A reference genome is a database assembled based on whole genome sequencing data from multiple members of a species of interest. This genome assembly is considered as a representative example of the genome organization of a typical member of the species. For an organism to be effectively studied from a genetics perspective, having a high quality reference genome is a must.
Among other things, it facilitates comparative genomics studies with other species. The purpose of such studies is usually to identify genetic mutations that might be involved in causing disease or conferring a particular phenotype. A lot of discoveries in human medical genomics have their roots in comparative genomics studies. Having a high accuracy, ‘gapless’ reference genome, ensures that the significance of genetic variation is properly understood and utilized for novel findings.
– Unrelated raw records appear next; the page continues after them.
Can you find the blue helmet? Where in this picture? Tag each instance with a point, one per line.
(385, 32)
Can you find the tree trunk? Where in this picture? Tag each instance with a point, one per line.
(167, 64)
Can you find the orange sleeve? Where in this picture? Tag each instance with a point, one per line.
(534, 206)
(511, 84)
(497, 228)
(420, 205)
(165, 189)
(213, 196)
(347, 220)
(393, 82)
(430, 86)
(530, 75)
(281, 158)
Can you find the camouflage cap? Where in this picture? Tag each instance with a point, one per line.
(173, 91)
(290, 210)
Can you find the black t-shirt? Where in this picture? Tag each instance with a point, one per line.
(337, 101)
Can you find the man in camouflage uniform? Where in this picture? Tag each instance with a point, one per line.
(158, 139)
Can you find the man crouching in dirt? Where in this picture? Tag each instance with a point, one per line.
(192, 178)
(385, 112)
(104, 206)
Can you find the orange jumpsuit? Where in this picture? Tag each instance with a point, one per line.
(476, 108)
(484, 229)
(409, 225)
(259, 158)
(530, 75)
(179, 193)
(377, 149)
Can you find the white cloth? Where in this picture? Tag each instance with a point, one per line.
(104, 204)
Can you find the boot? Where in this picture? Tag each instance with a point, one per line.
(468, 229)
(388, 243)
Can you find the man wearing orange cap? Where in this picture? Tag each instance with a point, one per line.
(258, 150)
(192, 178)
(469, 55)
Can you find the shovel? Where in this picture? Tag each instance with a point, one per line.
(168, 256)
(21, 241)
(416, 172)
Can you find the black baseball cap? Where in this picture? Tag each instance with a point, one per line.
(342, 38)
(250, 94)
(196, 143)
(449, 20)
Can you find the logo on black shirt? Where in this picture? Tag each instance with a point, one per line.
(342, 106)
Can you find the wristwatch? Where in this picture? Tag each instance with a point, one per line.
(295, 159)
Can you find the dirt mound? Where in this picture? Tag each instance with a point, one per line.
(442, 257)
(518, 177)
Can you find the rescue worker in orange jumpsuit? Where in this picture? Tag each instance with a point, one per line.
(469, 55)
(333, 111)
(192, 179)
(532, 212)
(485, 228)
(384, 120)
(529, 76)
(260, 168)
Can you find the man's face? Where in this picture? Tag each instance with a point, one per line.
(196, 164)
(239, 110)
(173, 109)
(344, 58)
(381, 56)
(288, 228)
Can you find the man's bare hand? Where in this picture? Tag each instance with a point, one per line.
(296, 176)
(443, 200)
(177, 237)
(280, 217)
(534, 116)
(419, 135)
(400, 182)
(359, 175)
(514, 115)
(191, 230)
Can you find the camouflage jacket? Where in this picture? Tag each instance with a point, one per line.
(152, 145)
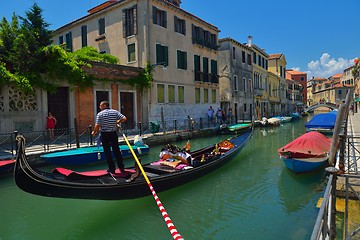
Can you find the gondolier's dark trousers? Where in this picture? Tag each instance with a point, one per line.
(110, 139)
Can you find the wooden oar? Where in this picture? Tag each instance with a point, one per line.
(176, 235)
In other words, the reference genome is a ‘gold standard’ against which DNA sequencing information from other members of the same species is compared. If there are mistakes in the reference genome, benign and deleterious mutations and their frequency could be misinterpreted.
The current feline reference genome – positives and negatives
The most current version of the feline reference genome, Felis_catus_9.0, was published in January 2020 and is a significant improvement over the previous reference genome (Felis_catus_8.0). For example, the N50 contig length value for Felis_catus_9.0 is 42 Mb. This corresponds to roughly 1000-fold increase in ungapped sequence length compared to Felis_catus_8.0. This N50 value surpasses N50 values for all other carnivore reference genome assemblies.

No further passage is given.